Senin, 19 Januari 2026

LIPAT KAIN, RIAU - Praktek pungutan liar diduga terjadi dilingkaran PT.PSPI, ya perusahaan yang bermitra dari PT.SOS sebagai jasa penyedia tenaga pengamanan (security).

Sejumlah narasumber yang meminta identitasnya dirahasiakan, Senin (19/01/2026), mengungkapkan bahwa vendor SOS di Distrik Lipat Kain meminta uang kepada calon anggota security yang ingin bekerja di perusahaan tersebut.

"Biasanya mereka harus membayar 4-5 juta rupiah kepada oknum SOS, seperti Bapak TP atau Bapak HK," kata narasumber yang bekerja dilingkungan PT.PSPI di Distrik Lipat Kain.

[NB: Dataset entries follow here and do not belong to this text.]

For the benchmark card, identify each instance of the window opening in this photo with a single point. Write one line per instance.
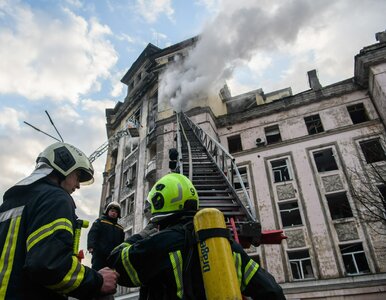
(272, 134)
(234, 144)
(244, 177)
(314, 124)
(354, 259)
(357, 113)
(124, 178)
(339, 206)
(373, 151)
(301, 266)
(280, 170)
(325, 160)
(382, 195)
(290, 214)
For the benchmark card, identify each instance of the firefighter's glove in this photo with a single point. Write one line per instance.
(149, 230)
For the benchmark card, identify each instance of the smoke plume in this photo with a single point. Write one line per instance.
(239, 30)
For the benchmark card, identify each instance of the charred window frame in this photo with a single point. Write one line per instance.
(152, 113)
(128, 205)
(354, 259)
(373, 151)
(281, 170)
(325, 160)
(244, 177)
(382, 195)
(124, 178)
(301, 266)
(234, 144)
(290, 214)
(339, 206)
(357, 113)
(272, 134)
(314, 124)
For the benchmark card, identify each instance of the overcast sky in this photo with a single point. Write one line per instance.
(68, 56)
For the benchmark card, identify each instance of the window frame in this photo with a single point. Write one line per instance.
(276, 169)
(232, 148)
(366, 153)
(300, 265)
(327, 168)
(287, 211)
(314, 124)
(358, 113)
(335, 215)
(244, 177)
(272, 134)
(354, 259)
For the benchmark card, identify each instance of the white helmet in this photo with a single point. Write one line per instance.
(115, 205)
(65, 158)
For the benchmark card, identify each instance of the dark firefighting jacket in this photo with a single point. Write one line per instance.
(37, 224)
(166, 266)
(105, 234)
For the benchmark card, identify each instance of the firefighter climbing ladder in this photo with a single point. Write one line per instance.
(213, 172)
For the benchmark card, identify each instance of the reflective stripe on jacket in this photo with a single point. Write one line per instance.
(37, 236)
(158, 263)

Praktek ini sudah menjadi rahasia umum di kalangan masyarakat Lipat Kain, dan banyak anak muda yang ingin bekerja di PT.PSPI harus membayar uang tersebut.

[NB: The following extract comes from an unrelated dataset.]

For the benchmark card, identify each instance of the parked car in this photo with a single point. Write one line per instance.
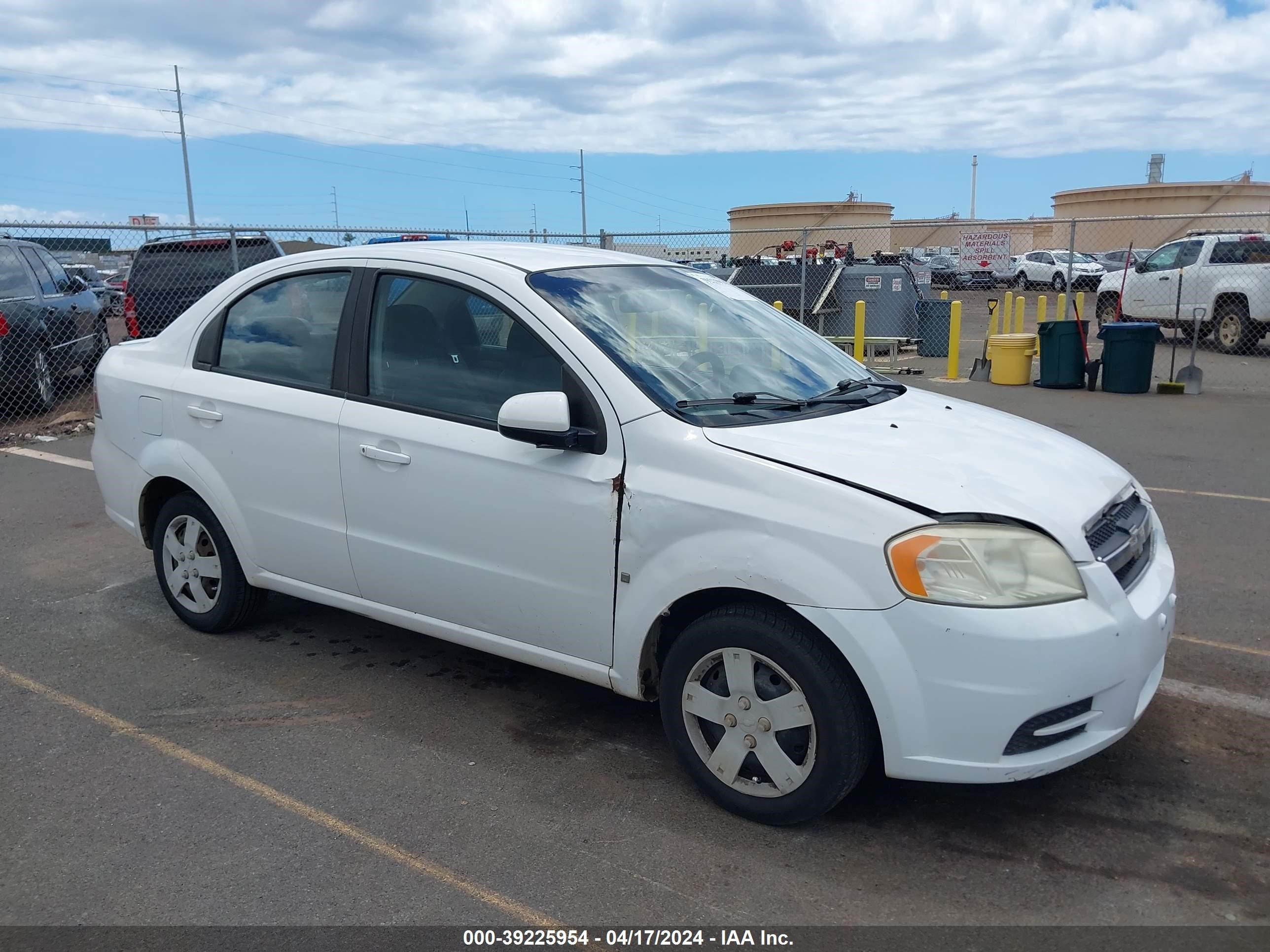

"Mereka cari pekerjaan karena tidak ada uang, tapi malah dipalak," kata Angki Mei Putra SH, Ketua Forum Pemuda Kenegerian Lipat Kain (FPK-LK).

FPK-LK telah menuntut agar SOS melakukan audit dan bersih-bersih di tubuh perusahaan tersebut. "Pola-pola brengsek ini harus dihilangkan," tegas Angki.

Tertanggal 29 Juli 2025, PT.PSPI dan FPK-LK telah mencapai kesepakatan dan komitmen tertulis, namun praktek pungutan liar ini masih terus terjadi.

Hingga berita ini terbit, Tim Wartawan belum mendapatkan narahubung kepada Oknum PT SOS sebagai penyedia jasa tenaga keamanan di PT PSPI, khusus diwilayah Distrik Lipat Kain, Kecamatan Kampar Kiri Kabupaten Kampar, Riau.

Redaksi Media membuka hak jawab dan sanggahan atas klarifikasi dugaan issue ini, agar terwujudnya perimbangan berita.